Sometimes, it’s easy to forget that Panasonic is not the only brand still making plasma TVs. Samsung and LG both still ship reasonably fulsome plasma ranges too. But unlike Panasonic, the Korean brands focus their marketing attentions almost exclusively on their LCD and especially LED-lit sets.
In our opinion, this is a mistake, for plasma technology still has a great deal to offer - especially, it’s turned out, in the new 3D age. Panasonic and Samsung have both delivered 3D pictures from plasma screens that have been markedly superior - at least in terms of the dreaded crosstalk noise - to anything witnessed from an LCD TV. And now, as we’re about to discover, LG is continuing this theme with its first 3D plasma TV, the 50PX990.

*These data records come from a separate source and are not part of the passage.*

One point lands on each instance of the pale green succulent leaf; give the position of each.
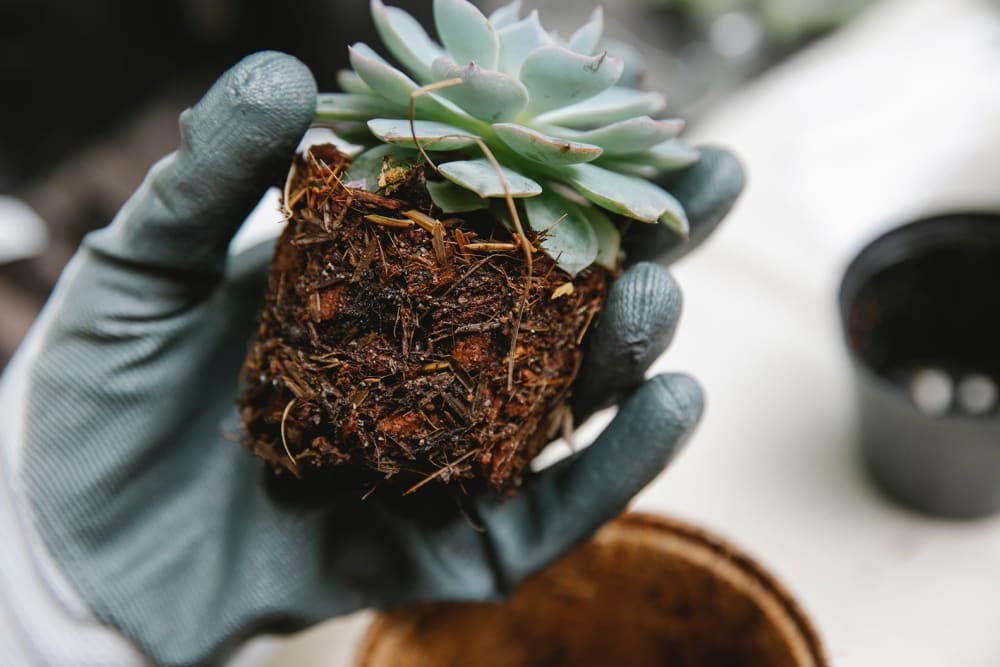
(347, 106)
(451, 198)
(433, 136)
(671, 154)
(635, 64)
(481, 177)
(566, 233)
(544, 148)
(519, 39)
(486, 94)
(467, 35)
(406, 39)
(396, 87)
(609, 239)
(557, 77)
(628, 136)
(586, 39)
(619, 193)
(627, 164)
(350, 82)
(506, 15)
(613, 105)
(366, 167)
(380, 76)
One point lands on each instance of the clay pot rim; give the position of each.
(633, 524)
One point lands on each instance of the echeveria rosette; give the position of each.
(570, 138)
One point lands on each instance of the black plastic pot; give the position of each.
(920, 308)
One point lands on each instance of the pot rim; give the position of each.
(675, 537)
(891, 247)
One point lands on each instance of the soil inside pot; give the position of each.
(399, 347)
(644, 592)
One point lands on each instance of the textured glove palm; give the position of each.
(163, 526)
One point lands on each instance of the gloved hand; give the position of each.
(120, 402)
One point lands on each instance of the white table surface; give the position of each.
(898, 115)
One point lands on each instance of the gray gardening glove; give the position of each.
(163, 526)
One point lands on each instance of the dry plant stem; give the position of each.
(385, 344)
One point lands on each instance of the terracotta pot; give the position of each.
(644, 591)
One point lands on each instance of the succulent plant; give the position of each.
(567, 135)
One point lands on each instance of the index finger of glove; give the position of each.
(235, 142)
(707, 190)
(565, 504)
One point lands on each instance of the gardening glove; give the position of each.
(137, 532)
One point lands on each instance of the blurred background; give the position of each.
(850, 116)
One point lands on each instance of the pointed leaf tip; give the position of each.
(406, 39)
(557, 77)
(467, 35)
(481, 177)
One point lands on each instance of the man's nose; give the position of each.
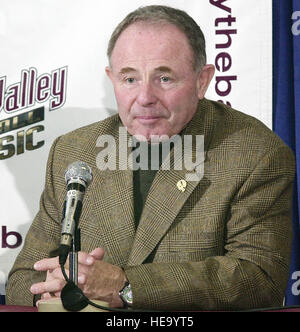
(146, 96)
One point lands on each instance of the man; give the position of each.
(222, 242)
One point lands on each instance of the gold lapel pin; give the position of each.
(181, 185)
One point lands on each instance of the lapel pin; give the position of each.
(181, 185)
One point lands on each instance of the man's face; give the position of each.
(156, 86)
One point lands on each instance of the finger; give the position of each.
(55, 285)
(97, 253)
(46, 264)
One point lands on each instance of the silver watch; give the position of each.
(126, 295)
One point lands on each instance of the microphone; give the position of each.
(77, 176)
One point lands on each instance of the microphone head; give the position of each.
(79, 170)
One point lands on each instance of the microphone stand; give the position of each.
(73, 258)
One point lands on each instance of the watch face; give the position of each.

The 50PX990 gets off to an eye-catching start with a very fetching design. It sits right at the top of LG’s plasma tree, and so enjoys LG’s premium Infinia design complete with a glass top-sheet to give the TV a single-layer finish.
The black bezel is strikingly minimalistic and glossy too, as well as being distinguished by a touch of blue in its extremities. This blue extends into the lovely transparent neck of the TV’s exceptionally good-looking desktop stand too, with finishing touches coming from the set’s impressive slenderness for a plasma TV and the tastefully illuminated logo and buttons along the bottom edge.
The 50PX990’s uncompromising status is also evident in its connections. For a healthy four-strong HDMI count is joined by fulsome multimedia support from a D-Sub PC input, an Ethernet port and USB ports. What’s more, the Ethernet port delivers a full suite of functions, from supporting a built-in Freeview HD tuner through to streaming files from a DLNA PC and accessing LG’s NetCast online platform.
The USBs can play back JPEG, MP3 and even DivX HD video files, as well as making the TV Wi-Fi capable via a dongle. A dongle which is included with the TV as standard, rather than only being an optional extra.
Another key ‘accessory’ found in the 50PX990’s box is a single pair of LG’s active shutter 3D glasses. Obviously only getting one pair runs counter to the supposedly more social nature of 3D viewing - and it’s impossible to ignore the fact that some other brands now give you two pairs of 3D glasses with their 3D TVs. But there you go. Guess you’ll just have to factor in £100 for each pair of further glasses you need - something that’s not actually that nightmarish given that we’ve found the 50PX990 going for under a grand.
While we’re on the subject of 3D, it’s high time we pointed out that the 50PX990 is the first 3D TV we’ve seen that’s had its 3D performance officially endorsed by independent quality assurance group, THX. In deciding if a TV hits the mark in 3D terms, the THX labs assess brightness, colour saturations and, most significantly of all, crosstalk noise.